İmam hatipler konusunda muhalefetin kapalı olduğunu belirten Erdoğan, konuyu zamana yaymanın daha isabetli olacağını söyledi. Erdoğan, ’’Bu konunun sadece imam hatip meselesi olmadığını göstermek için gayret sarfediyorum. Beklediğim desteği göremeyince zamana bırakılmasının çok daha faydalı olacağına inanıyorum. Ülkemde arzum şu: Toplumsal mutabakatı yakalamak. Ama zaman içerisinde toplumsal mutabakatı yakalayacağıma inanıyorum’’ dedi.

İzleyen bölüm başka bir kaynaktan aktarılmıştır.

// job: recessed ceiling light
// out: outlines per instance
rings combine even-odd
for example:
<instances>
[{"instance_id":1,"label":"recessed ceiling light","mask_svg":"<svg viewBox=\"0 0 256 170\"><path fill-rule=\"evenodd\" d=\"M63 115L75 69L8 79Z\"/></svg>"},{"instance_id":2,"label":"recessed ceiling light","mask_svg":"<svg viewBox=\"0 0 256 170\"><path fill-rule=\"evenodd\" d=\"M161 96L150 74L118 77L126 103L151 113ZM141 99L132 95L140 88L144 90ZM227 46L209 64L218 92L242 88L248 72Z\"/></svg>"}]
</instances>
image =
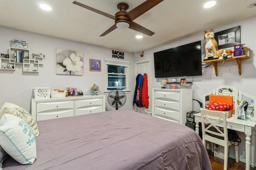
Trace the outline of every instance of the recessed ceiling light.
<instances>
[{"instance_id":1,"label":"recessed ceiling light","mask_svg":"<svg viewBox=\"0 0 256 170\"><path fill-rule=\"evenodd\" d=\"M204 4L204 7L205 8L209 8L214 6L215 4L216 4L216 1L215 0L211 0L210 1L207 2Z\"/></svg>"},{"instance_id":2,"label":"recessed ceiling light","mask_svg":"<svg viewBox=\"0 0 256 170\"><path fill-rule=\"evenodd\" d=\"M137 35L135 37L136 37L136 39L142 39L143 36L141 35Z\"/></svg>"},{"instance_id":3,"label":"recessed ceiling light","mask_svg":"<svg viewBox=\"0 0 256 170\"><path fill-rule=\"evenodd\" d=\"M39 7L45 11L51 11L52 7L49 5L45 4L41 4L39 5Z\"/></svg>"}]
</instances>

’’DİN, DİYANET BİLMEYEN KONUŞUYOR’’

’’İmam hatipleri kapatmayı, sınırlamayı, imam hatipleri kökten değişim yaparak mesleğin odağı olmaktan çıkarmayı düşünür müsünüz?’’ sorusunu ise Erdoğan şöyle yanıtladı.
’’Türkiye’de kavramlar kargaşası var. İşimize geldiği zaman sahipleniyoruz, işimize gelmediği zaman sahiplenmiyoruz. Bu konunun Türkiye’de uzmanları var. Önüne gelen, ağzı olan konuşuyor. İlgisi alakası olan, olmayan, din, diyanet bilmeyen konuşuyor. Bir toplumun dini değerlerle ilgili ihtiyacı var. Yok mu?. Anayasamızın 24. maddesi çok açık, bütün bunlara rağmen bütün bunları işine geldiği gibi yorumlayanlar var. Bir ülkede devletin en önemli görevlerinden bir tanesi de o ülke halkına dini eğitimi, öğretimini vermektir. Ama diyorlar ki yapmayın. Siz bunu vermediğiniz zaman illegal yapanlar devreye girer. Sizin yasak koyduğunuz o yapılar kendileri için müşteri bulmaya başlar, yer altına girer.’’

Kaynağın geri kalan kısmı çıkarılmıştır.